Hace unos trece meses que la pandemia del coronavirus cerró los colegios públicos y privados del país.
Hoy, con procesos de reapertura operativa y reactivación en prácticamente todos los sectores de la economía, las puertas de las aulas escolares para el 92 por ciento de los estudiantes públicos continúan cerradas.
En otras palabras, Colombia es una sociedad donde supermercados, restaurantes, gimnasios, fábricas, centros comerciales, aeropuertos y playas abren bajo protocolos de bioseguridad, mientras que las escuelas oficiales siguen clausuradas.
Cifras compiladas por la campaña #LaEducaciónPresencialEsVital y con base en datos gubernamentales muestran que alrededor de siete millones de niños y adolescentes no han podido regresar a clases en algún grado de presencialidad.
Además, el 80 por ciento de las instituciones educativas estatales, unas 7 mil, están actualmente cerradas.
A pesar de las autorizaciones del Gobierno Nacional y las autoridades educativas, el porcentaje de estudiantes públicos en la modalidad de alternancia sigue siendo muy bajo con excepción de Medellín, con 51 por ciento.
De hecho, mientras en los colegios privados, sus directivos, sus docentes y empleados recibieron de nuevo a sus pupilos -y no se han registrado brotes significativamente expandidos-los maestros de los colegios públicos, bajo la vocería de Fecode, se resisten a avanzar en la presencialidad.
Mientras el 20 por ciento de los estudiantes privados de Bogotá asisten a las aulas en alternancia, solo el 2 por ciento de los públicos lo hacen. En Cali, la brecha es de 26 por ciento de los privados frente a 5 por ciento de los públicos. De mantenerse esa distancia durante este año, las consecuencias sobre los alumnos de las instituciones educativas públicas serán irreparables.
En las últimas semanas han quedado muy claros en el debate público los efectos negativos de mantener cerradas las escuelas tanto en Colombia como en el resto del mundo. A problemas de salud mental, retraso en el aprendizaje, deserción escolar y deterioro del tejido de la comunidad educativa se suman, debido a las características de nuestro país, fenómenos como el reclutamiento forzado en las zonas rurales y la inseguridad alimentaria.

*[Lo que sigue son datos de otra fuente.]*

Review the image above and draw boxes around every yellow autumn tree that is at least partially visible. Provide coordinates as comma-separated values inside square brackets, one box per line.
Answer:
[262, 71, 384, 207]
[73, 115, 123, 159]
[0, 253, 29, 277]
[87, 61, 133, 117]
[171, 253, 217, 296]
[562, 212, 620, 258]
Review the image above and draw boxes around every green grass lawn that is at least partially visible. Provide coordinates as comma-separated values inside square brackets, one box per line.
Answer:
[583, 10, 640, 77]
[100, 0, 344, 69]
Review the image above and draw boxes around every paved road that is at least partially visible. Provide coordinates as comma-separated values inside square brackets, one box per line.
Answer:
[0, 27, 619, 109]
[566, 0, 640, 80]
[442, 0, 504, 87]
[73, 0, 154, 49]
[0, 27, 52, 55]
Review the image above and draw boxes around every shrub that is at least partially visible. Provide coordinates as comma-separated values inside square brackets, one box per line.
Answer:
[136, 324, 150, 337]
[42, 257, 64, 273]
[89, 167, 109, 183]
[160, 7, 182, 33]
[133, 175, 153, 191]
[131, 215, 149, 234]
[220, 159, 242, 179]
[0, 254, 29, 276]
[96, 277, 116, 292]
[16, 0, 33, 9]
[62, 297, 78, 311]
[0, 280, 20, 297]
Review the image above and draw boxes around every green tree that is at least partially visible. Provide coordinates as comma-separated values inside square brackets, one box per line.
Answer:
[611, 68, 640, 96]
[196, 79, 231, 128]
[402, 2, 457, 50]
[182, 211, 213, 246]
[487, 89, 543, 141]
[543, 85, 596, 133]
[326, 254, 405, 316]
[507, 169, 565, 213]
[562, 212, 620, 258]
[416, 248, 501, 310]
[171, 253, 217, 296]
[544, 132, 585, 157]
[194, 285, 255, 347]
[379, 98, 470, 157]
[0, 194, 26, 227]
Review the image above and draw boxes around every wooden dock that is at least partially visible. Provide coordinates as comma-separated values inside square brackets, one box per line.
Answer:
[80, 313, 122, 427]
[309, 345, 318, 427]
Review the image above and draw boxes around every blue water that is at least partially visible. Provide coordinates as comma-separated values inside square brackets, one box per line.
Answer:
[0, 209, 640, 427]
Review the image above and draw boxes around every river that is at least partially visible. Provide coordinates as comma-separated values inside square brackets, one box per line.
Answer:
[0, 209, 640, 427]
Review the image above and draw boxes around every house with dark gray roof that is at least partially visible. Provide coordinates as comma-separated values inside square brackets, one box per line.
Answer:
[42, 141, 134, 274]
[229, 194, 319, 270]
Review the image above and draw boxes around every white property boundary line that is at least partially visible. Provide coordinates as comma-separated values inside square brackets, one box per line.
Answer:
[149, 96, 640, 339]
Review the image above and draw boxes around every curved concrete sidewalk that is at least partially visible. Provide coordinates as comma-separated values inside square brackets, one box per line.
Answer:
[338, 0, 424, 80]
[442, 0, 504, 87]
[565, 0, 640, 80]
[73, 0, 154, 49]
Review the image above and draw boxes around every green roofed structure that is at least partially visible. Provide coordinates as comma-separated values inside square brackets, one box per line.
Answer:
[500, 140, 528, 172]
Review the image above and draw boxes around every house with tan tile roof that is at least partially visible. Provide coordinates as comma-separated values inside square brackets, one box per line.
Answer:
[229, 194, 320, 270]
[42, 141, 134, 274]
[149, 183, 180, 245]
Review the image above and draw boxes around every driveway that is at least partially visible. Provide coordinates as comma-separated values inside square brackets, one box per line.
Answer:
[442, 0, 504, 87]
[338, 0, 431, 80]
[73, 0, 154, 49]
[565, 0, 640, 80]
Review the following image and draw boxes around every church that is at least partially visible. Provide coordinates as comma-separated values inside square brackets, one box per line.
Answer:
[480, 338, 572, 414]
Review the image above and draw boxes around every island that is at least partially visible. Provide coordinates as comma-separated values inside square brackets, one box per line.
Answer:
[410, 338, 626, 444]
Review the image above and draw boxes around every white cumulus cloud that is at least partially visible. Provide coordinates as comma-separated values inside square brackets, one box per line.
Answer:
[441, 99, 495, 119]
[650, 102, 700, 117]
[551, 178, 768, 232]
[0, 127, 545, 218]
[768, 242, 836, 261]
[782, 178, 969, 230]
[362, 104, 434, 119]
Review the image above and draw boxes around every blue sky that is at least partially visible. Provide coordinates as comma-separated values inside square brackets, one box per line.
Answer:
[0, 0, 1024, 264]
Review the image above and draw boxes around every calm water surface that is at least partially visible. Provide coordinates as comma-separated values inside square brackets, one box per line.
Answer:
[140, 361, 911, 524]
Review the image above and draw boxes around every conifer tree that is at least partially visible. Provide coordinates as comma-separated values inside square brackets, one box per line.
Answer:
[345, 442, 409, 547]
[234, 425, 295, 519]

Además, al quedarse los niños y adolescentes en sus casas, sus madres o las mujeres a cargo de su cuidado experimentan dificultades para retornar al mercado laboral y generar ingresos. La pandemia está asimismo retrasando los avances en la educación y formación de las niñas más pobres.
Por último, y no menos importante, en este año de confinamiento quedaron en evidencia las profundas limitaciones de la educación virtual, en especial en contextos de baja conectividad y poca inserción digital como el colombiano.
Ante la pasividad de las autoridades educativas nacionales, y muchas locales, y la intransigencia de la postura sindical, cabe preguntarse entonces hasta cuándo se quedarán los estudiantes de los colegios públicos sin clases presenciales.
El reclamo de Fecode sobre las condiciones precarias de muchas escuelas oficiales es válido, pero no tanto para mantener al 90 por ciento de los estudiantes en casa. Un censo detallado sobre las condiciones sanitarias de los colegios públicos -como el diagnóstico de Fundación EPM en Antioquia- debe replicarse en todo el país.
Abrir los colegios listos, proteger los maestros vulnerables, avanzar en la adecuación de sedes y acelerar la vacunación de maestros son tareas que pueden adelantarse para darle una solución a esta situación. Los niños deben estar primero.